LA FAMIGLIA – Peter intanto si sta godendo la famiglia. A casa a Castelrotto e anche sulla neve all’Alpe di Siusi. «Vivo in un posto bellissimo, non devo mai dimenticarlo. E poi sono circondato da una famiglia fantastica, il modo migliore per ricaricare le batterie e lanciarmi nelle prossime sfide». Peter è sereno, lo è più del solito. D’altronde sta attraversando un momento fantastico della carriera, è il simbolo dell’Italia che scia grazie al trionfo l’anno scorso della Coppa del Mondo di discesa. Per questo una doppietta sarebbe leggenda, una doppia leggenda. Ma anche arrivare secondo significa che se sempre costante, regolare, al top».

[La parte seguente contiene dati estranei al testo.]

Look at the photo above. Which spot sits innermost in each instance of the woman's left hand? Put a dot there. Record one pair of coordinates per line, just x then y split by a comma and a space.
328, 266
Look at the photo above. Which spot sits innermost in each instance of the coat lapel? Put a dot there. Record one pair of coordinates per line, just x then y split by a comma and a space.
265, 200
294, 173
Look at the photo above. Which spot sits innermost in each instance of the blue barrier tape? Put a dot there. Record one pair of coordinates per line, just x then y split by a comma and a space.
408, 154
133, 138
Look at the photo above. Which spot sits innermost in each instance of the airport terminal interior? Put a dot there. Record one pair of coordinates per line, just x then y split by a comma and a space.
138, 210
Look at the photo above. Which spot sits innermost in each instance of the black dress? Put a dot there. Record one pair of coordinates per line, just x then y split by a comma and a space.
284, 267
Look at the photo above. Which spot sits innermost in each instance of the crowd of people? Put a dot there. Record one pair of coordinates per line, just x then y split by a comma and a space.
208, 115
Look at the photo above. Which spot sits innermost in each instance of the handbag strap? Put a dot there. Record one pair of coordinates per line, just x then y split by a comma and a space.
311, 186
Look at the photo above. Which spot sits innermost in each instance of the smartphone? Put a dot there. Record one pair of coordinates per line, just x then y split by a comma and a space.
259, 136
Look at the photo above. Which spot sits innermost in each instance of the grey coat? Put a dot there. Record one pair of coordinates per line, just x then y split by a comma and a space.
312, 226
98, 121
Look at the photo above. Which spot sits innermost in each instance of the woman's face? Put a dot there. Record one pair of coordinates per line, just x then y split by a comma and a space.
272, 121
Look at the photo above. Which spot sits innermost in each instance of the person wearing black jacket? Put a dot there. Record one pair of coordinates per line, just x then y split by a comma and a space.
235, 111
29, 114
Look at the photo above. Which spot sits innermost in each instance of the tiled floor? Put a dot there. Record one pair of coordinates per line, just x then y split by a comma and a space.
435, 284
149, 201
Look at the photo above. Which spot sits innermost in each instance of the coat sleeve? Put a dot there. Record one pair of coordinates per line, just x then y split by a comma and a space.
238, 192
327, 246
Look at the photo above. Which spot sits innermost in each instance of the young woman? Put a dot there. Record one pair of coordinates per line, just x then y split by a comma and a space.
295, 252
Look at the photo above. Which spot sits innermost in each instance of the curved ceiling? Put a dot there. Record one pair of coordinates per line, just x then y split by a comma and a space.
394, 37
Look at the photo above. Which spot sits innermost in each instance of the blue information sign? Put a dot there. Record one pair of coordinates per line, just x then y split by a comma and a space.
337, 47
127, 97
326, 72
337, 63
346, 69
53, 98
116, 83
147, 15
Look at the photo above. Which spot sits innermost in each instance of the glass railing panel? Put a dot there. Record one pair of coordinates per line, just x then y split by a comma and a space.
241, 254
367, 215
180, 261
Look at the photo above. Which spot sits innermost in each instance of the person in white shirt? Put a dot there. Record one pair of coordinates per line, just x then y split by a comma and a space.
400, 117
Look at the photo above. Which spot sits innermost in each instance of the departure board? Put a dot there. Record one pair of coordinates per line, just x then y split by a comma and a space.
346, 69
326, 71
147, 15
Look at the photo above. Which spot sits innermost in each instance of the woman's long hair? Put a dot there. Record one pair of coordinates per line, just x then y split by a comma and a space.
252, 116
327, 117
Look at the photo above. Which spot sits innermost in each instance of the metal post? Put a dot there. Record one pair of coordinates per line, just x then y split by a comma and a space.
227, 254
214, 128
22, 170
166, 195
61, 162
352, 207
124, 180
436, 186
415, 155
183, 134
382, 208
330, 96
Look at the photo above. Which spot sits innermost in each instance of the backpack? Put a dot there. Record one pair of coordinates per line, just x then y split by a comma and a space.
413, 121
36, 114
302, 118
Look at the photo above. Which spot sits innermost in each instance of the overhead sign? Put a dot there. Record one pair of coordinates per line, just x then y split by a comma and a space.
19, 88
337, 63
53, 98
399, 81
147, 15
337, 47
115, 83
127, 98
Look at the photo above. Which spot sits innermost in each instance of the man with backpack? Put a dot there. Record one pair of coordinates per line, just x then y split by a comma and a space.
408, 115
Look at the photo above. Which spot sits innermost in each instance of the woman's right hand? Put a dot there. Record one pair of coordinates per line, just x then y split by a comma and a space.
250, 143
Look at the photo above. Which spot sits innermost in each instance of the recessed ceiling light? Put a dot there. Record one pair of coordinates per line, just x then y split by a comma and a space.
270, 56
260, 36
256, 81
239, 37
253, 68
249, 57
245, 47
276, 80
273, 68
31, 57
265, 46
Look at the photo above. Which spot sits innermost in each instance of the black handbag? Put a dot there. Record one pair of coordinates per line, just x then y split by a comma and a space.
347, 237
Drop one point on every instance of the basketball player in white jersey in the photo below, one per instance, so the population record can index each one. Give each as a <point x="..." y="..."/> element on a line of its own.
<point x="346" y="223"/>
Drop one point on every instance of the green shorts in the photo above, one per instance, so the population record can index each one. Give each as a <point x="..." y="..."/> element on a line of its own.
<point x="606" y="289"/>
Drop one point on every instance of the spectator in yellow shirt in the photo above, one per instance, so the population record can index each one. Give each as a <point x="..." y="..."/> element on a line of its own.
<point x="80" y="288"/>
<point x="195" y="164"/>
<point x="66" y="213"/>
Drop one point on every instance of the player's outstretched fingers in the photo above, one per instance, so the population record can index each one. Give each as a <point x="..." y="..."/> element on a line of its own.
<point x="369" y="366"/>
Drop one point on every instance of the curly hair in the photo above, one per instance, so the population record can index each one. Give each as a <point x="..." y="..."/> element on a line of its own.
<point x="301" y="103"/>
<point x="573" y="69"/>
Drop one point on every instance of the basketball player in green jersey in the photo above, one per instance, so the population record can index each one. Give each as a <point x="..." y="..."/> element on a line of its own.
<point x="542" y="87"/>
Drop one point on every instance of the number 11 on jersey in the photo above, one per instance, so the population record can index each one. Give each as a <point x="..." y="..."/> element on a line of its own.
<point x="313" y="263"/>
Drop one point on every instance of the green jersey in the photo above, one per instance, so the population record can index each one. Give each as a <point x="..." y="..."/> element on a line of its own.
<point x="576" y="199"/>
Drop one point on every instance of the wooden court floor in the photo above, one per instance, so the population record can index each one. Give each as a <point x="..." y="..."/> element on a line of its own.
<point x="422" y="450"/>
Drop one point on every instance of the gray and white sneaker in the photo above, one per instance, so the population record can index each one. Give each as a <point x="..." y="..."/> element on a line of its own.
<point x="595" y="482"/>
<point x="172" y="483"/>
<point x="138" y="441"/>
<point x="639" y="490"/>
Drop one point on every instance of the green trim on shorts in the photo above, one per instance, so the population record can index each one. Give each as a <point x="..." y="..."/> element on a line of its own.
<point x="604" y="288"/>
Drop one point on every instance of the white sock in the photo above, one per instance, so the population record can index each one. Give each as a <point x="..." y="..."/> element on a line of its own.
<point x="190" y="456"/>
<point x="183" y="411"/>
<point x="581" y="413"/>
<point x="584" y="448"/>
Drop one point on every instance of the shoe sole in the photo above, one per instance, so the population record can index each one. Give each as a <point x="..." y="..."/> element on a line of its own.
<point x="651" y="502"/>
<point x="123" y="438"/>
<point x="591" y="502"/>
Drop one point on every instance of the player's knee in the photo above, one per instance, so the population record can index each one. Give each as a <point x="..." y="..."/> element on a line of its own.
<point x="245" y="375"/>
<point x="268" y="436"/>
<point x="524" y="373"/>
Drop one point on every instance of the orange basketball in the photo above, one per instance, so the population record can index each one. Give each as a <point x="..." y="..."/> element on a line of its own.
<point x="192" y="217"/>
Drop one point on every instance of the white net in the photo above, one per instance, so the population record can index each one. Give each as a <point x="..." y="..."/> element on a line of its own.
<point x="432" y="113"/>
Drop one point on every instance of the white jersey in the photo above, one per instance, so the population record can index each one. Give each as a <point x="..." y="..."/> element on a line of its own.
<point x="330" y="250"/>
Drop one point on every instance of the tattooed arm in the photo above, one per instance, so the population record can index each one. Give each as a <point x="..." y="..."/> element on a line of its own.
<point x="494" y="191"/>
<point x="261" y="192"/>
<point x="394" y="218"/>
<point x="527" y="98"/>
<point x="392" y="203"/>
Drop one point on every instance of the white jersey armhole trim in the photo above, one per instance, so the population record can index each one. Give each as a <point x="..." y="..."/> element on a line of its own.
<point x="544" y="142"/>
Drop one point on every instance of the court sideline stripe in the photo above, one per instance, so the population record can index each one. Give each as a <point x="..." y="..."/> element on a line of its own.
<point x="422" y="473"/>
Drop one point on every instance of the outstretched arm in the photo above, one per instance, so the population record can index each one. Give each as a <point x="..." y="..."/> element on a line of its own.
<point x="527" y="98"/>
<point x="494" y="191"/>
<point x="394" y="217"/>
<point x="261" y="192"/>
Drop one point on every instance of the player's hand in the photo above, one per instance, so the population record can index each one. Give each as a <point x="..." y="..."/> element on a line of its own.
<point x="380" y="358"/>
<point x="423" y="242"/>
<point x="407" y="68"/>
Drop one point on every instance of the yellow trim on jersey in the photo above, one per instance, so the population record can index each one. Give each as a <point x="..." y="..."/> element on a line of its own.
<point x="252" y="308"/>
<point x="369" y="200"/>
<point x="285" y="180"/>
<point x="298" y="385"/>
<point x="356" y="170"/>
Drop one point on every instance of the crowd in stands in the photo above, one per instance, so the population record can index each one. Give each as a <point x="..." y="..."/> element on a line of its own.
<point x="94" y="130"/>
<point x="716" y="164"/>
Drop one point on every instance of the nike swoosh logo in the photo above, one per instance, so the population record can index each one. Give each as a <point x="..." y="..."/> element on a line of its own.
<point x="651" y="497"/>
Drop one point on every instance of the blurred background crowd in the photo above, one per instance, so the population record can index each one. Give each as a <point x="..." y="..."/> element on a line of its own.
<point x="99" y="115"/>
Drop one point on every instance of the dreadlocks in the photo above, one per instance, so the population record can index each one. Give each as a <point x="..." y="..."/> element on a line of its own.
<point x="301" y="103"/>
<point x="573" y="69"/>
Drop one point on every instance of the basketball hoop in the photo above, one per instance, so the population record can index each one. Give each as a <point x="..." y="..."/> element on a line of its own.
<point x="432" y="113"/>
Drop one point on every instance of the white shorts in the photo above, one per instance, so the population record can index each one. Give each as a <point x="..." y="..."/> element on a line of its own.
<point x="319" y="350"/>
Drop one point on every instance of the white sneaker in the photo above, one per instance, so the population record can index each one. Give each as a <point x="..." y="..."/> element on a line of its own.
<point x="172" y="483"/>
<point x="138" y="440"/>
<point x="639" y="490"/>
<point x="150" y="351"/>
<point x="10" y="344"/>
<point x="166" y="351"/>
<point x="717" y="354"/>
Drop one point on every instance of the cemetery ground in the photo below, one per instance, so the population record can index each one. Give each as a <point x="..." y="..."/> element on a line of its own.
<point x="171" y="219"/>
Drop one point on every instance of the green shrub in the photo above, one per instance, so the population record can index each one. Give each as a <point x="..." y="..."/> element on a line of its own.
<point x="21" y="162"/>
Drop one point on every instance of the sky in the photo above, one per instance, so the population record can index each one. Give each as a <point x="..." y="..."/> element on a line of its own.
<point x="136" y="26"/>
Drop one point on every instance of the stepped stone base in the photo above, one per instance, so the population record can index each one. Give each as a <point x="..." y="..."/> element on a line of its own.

Con la famiglia all'Alpe di Siusi
Con la famiglia all’Alpe di Siusi

LA CONDIVISIONE CON LO STAFF – L’ultimo pensiero va allo staff tecnico. «Mi trovo proprio bene, sono professionali, attenti, non ci fanno mancare nulla. Per questo voglio citarli tutti come forma di ringraziamento e riconoscenza. Il dt Max Carca, gli allenatori Alberto Ghidoni, Lorenzo Galli, Christian Corradino, Patrick Staudacher, Raimund Plancker. Il preparatore Giuseppe Abruzzini, poi quello dei carabinieri che mi segue d’estate ossia Einar Prukker. Quindi Marco Zancanaro il dottore, Paolo Cucchetti l’osteopata e il fedele skiman Daniel Zonin. Mi ha fatto piacere che siano saliti con me sul podio del superG a Kvitfjell, è stato bello convidere il mio terzo successo in Coppa del Mondo». Parole da capitano quelle di Pietro. Sul podio al fianco dei guerrieri con cui lotta sulle nevi in giro per il pianeta. Prossima battaglia, Stati Uniti, Colorado, Aspen. Forza Pietro, a tutta.